Guru: Debugging SQL Stored Procedures With ACS
April 11, 2022 Mike Larsen
I use Access Client Solutions (ACS) daily to help with different tasks. I’m usually running SQL scripts or working with the IFS, but recently I was asked if there was a way to debug SQL stored procedures using ACS. More specifically, they were looking for a way that a “non-IBM i” person can debug SQL stored procedures on IBM i.
After browsing the various menus in Run SQL Scripts in ACS, I found a system debugger. I had seen the system debugger before, but never took the time to explore it further. With this new request in mind, I decided to see what it offered. Within a few minutes, I was able to debug a stored procedure and step through my code. Perfect!
To get to the system debugger, click the Run menu within Run SQL Scripts, then select System Debugger (Figure 1).
When you launch the debugger, a new window will open, and it prompts you for the program name and library. I’m showing the important parts of the window in figures 2 and 3.
The name of my stored procedure is TEST_SP2, and it’s located in my personal library, MLLIB.
I point out the Job To Debug portion of the window because it’s important that you use the same ACS session for the debugger and for executing the stored procedure as the ACS session and the debugger point to the same job on IBM i.
When you click OK in the Start Debug window, you’ll be presented with the source code for the stored procedure (Figure 4). You can set breakpoints by clicking on a line of code. A breakpoint is indicted with a red arrow.
Next, I start the debugger by clicking the green Resume button in the upper left portion of the window (Figure 5).
When I start the debugger, the button changes so it is greyed out. At that point, it’s waiting for the stored procedure to be executed. Now, I go back to the Run SQL Scripts window and execute the stored procedure (Figure 6).
When I execute the stored procedure, I’m brought back to the debugger window, and I see that I’m positioned on the break point I set. The current line of code to be executed is highlighted in yellow (Figure 7).

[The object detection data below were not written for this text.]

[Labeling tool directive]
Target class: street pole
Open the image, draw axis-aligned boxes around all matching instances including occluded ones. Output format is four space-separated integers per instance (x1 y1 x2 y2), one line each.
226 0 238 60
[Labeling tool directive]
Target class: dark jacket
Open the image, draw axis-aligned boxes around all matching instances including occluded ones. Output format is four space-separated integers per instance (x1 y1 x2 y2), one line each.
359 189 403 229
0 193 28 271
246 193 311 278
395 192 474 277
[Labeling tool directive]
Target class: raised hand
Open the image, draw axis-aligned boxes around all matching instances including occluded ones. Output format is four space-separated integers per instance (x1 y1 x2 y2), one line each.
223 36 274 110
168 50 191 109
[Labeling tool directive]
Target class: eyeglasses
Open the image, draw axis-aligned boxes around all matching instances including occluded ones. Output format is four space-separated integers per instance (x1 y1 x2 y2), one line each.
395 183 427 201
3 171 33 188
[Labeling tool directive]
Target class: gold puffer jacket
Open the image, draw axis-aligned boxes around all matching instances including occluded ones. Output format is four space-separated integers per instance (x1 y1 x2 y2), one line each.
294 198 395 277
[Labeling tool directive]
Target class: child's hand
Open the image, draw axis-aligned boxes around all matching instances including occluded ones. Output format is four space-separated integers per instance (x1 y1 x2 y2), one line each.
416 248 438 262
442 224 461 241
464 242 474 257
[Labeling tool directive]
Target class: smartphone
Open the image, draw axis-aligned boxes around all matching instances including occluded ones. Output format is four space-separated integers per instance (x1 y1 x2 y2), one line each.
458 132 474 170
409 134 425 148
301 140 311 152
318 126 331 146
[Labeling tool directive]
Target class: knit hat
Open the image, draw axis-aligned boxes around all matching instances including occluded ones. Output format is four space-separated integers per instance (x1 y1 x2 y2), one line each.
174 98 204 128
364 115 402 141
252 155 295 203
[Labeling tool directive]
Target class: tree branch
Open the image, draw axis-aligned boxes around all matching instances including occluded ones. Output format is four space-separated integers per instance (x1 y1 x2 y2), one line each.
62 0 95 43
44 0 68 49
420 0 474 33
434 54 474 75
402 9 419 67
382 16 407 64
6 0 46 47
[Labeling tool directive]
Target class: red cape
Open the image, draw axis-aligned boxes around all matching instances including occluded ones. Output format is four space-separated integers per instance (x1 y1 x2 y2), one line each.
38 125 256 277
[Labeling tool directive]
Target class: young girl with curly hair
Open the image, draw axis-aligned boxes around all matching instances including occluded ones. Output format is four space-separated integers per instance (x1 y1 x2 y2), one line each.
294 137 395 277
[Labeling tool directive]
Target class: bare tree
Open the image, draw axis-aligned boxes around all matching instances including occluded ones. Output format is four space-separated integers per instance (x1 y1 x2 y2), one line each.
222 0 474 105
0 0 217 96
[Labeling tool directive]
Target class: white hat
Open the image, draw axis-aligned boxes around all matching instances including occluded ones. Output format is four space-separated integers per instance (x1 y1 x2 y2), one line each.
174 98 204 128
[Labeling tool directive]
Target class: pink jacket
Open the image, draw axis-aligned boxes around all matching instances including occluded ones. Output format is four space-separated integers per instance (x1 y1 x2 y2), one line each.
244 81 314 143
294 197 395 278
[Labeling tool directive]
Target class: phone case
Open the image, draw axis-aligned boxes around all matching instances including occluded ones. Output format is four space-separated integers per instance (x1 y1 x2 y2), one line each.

Before I begin stepping through the code, it’s important to show where you can see the values of the variables as they change. Program variables are in the lower left-hand corner of the debugger window (Figure 8).
I’ve highlighted the two variables in which I’m interested. I use the F11 key to step through the code line by line. As I do this, I see the values of the variables change (Figures 9 and 10).
I’ve stepped through most of the code and see the values I expect. To complete the debug session, I use F11 (there are other function keys available as well) through the end of the program. When I do that, a window pops up indicating the debug is complete (Figure 11).
There is a small gotcha I want to point out. When using the debugger for the first time, I noticed the variables showed in hex format. Fortunately, there is an easy fix for this challenge. In the debug window, click the Actions menu, then hover over Format. Make sure Hexadecimal is not selected (Figure 12).
ACS is filled with great features and debugging stored procedures is just another example. Setup and execution of the debugger is an easy process and can be used by IBM i developers and non-IBM i developers alike. Hopefully this adds another tool to your toolbox.
Mike Larsen is project manager and senior developer at Central Park Data Systems.